= Pilots' Almanac =

1988 Role playing game

Pilots' Almanac is a 1988 role-playing game supplement for HârnMaster published by Columbia Games.

==Contents==
Pilots' Almanac is a supplement in which rules and information are presented for ship movement, navigation, and weather.

==Publication history==
The Pilots' Almanac was written by N. Robin Crossby and Tom Dalgliesh, with art by Eric Hotz, and was published by Columbia Games in 1988 as a 64-page book with four center-bound color maps.
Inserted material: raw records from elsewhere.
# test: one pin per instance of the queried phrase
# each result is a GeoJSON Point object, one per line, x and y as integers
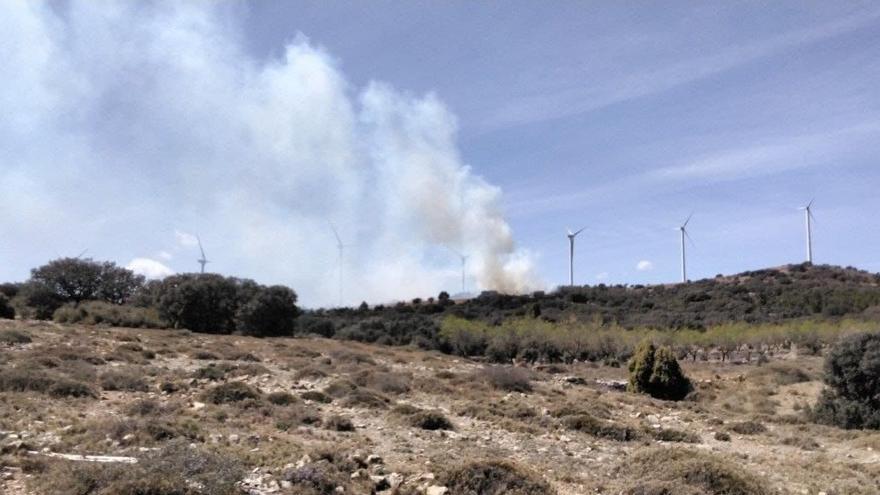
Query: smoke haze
{"type": "Point", "coordinates": [130, 129]}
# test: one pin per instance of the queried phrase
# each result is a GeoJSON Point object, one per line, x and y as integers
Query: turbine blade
{"type": "Point", "coordinates": [199, 240]}
{"type": "Point", "coordinates": [689, 237]}
{"type": "Point", "coordinates": [335, 233]}
{"type": "Point", "coordinates": [687, 221]}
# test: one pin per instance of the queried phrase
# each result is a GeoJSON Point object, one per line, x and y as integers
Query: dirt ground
{"type": "Point", "coordinates": [149, 387]}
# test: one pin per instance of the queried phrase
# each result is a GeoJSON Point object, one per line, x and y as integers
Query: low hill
{"type": "Point", "coordinates": [224, 414]}
{"type": "Point", "coordinates": [764, 296]}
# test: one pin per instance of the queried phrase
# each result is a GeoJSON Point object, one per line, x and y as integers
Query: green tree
{"type": "Point", "coordinates": [852, 373]}
{"type": "Point", "coordinates": [76, 280]}
{"type": "Point", "coordinates": [656, 372]}
{"type": "Point", "coordinates": [271, 312]}
{"type": "Point", "coordinates": [6, 311]}
{"type": "Point", "coordinates": [200, 302]}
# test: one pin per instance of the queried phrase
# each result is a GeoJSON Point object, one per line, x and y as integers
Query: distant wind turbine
{"type": "Point", "coordinates": [808, 218]}
{"type": "Point", "coordinates": [463, 258]}
{"type": "Point", "coordinates": [202, 261]}
{"type": "Point", "coordinates": [341, 247]}
{"type": "Point", "coordinates": [571, 236]}
{"type": "Point", "coordinates": [684, 233]}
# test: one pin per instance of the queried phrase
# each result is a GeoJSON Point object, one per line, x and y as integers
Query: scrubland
{"type": "Point", "coordinates": [194, 413]}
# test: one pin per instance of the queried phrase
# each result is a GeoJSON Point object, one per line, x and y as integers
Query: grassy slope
{"type": "Point", "coordinates": [529, 428]}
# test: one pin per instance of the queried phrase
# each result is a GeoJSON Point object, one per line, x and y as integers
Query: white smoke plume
{"type": "Point", "coordinates": [129, 125]}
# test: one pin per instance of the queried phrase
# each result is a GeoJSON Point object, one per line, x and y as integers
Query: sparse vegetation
{"type": "Point", "coordinates": [495, 478]}
{"type": "Point", "coordinates": [656, 372]}
{"type": "Point", "coordinates": [231, 392]}
{"type": "Point", "coordinates": [511, 379]}
{"type": "Point", "coordinates": [852, 374]}
{"type": "Point", "coordinates": [688, 471]}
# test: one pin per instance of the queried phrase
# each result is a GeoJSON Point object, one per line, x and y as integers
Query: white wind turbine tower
{"type": "Point", "coordinates": [808, 218]}
{"type": "Point", "coordinates": [683, 231]}
{"type": "Point", "coordinates": [341, 247]}
{"type": "Point", "coordinates": [571, 235]}
{"type": "Point", "coordinates": [202, 261]}
{"type": "Point", "coordinates": [463, 258]}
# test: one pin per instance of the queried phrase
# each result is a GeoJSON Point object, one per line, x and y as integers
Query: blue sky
{"type": "Point", "coordinates": [518, 117]}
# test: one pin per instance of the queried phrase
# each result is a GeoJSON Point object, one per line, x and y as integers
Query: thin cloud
{"type": "Point", "coordinates": [149, 268]}
{"type": "Point", "coordinates": [578, 96]}
{"type": "Point", "coordinates": [185, 239]}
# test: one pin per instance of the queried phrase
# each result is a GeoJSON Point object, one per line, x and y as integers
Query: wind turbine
{"type": "Point", "coordinates": [683, 231]}
{"type": "Point", "coordinates": [202, 261]}
{"type": "Point", "coordinates": [571, 236]}
{"type": "Point", "coordinates": [808, 218]}
{"type": "Point", "coordinates": [341, 247]}
{"type": "Point", "coordinates": [463, 258]}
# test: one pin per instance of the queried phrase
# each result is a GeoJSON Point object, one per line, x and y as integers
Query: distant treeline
{"type": "Point", "coordinates": [801, 304]}
{"type": "Point", "coordinates": [72, 290]}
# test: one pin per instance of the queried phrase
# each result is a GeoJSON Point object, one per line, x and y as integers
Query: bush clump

Shannon Appelcline explained that by 1988 Columbia Games began focusing on product lines other than Harn: "That began when Columbia shifted their focus toward supporting their new Hârnmaster RPG, rather than playing to their strengths and supporting the setting of Hârn. Thus the first ever Hârn adventures appeared, 100 Bushels of Rye (1988) and The Staff of Fanon (1988), as well as the rules-oriented Pilots' Almanac (1988). They were followed by a series of magic books and other RPG supplements."

==Reception==
Jake Thornton reviewed Pilots' Almanac for Games International magazine, and gave it 4 1/2 stars out of 5, and stated that "To make full use of this product you need to understand the Harnmaster skill system. If you do, then buy it."